Wombats produzieren würfelförmigen Kot - und feinen Power Pop. Dazu: ein ungestümer Elvis Costello, FKA twigs und noch mehr süße Viecher.

Von Max Fellmann

Kaum zu glauben. Da steigt Elvis Costello jahrelang Stufe für Stufe höher in seinen Elfenbeinturm, wird immer künstlerischer und ernsthafter, bis man denkt, na gut, man muss jetzt wohl Krawatte tragen, um ihm noch zuhören zu dürfen. Und dann plötzlich dieses Album: "The Boy Named If" (Emi/Universal). Es klingt, als wäre der Mann von der Elfenbeinturmspitze direkt in einen Jungbrunnen gestürzt und gleich mal für ein gründliches Bad dringeblieben.
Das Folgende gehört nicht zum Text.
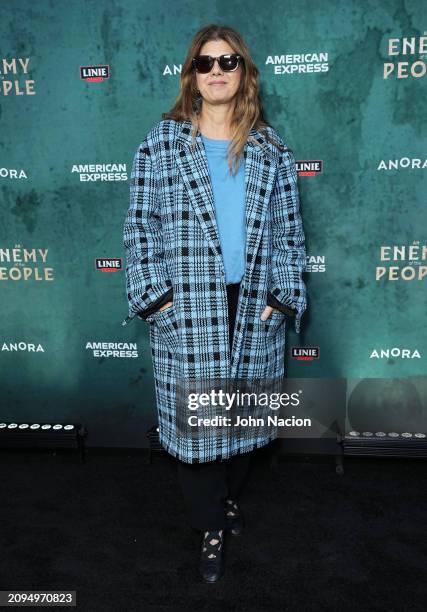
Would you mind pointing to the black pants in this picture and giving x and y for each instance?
(205, 486)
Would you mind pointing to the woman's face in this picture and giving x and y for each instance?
(217, 86)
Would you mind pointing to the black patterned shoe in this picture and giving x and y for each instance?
(234, 517)
(211, 561)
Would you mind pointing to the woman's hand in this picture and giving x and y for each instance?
(167, 305)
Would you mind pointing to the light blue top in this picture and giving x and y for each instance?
(230, 205)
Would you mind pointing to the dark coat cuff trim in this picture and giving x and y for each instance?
(166, 297)
(274, 303)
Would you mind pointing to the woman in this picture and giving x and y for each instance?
(215, 254)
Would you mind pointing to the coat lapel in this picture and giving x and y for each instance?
(260, 171)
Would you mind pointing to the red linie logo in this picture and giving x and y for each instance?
(108, 264)
(305, 353)
(309, 167)
(94, 74)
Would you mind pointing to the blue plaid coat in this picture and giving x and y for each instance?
(172, 248)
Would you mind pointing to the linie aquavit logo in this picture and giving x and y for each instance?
(309, 167)
(412, 51)
(14, 79)
(108, 264)
(305, 353)
(94, 74)
(402, 262)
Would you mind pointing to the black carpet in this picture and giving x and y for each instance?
(114, 530)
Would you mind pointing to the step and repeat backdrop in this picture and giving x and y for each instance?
(82, 82)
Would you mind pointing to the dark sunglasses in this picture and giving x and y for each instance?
(227, 63)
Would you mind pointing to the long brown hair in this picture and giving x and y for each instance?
(248, 112)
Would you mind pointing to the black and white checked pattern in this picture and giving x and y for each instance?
(171, 240)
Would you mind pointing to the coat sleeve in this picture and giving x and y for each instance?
(288, 260)
(147, 282)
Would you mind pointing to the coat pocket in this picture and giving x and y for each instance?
(167, 324)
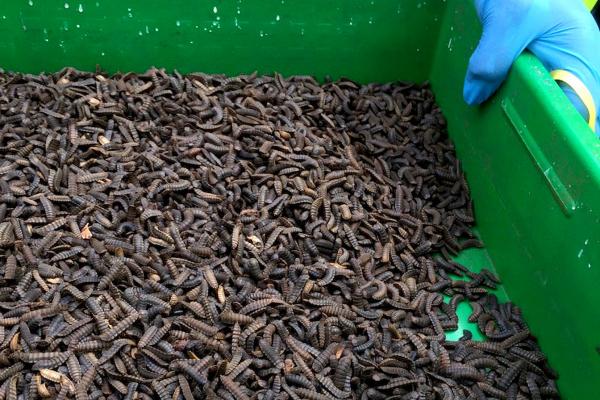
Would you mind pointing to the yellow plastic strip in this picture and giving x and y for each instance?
(590, 3)
(581, 90)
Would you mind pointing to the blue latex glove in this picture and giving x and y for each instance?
(561, 33)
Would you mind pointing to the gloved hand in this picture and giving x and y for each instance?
(561, 33)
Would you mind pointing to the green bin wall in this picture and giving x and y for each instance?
(532, 163)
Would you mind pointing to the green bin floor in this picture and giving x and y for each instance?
(475, 260)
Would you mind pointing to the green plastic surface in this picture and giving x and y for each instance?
(532, 163)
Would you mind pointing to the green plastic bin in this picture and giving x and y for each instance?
(532, 163)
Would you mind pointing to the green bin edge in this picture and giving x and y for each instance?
(532, 163)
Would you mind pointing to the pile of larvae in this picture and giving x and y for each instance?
(253, 237)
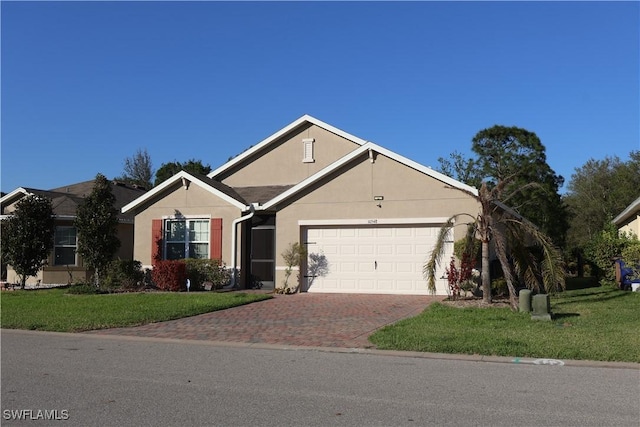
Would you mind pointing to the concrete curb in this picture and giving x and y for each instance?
(368, 351)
Erster Song, erster Ton, bäm: lauter, rotziger, krachiger 60s-Beat, der Text dazu ein wütender Aufschrei eines höchstens 20-Jährigen. Titel: "Farewell OK". Und die Spannung hält Costello über 13 Songs, die Stimmung, den Einfallsreichtum, die Wucht. Auf einmal nölt und plärrt er wieder, als hätten die 80er erst gestern angefangen.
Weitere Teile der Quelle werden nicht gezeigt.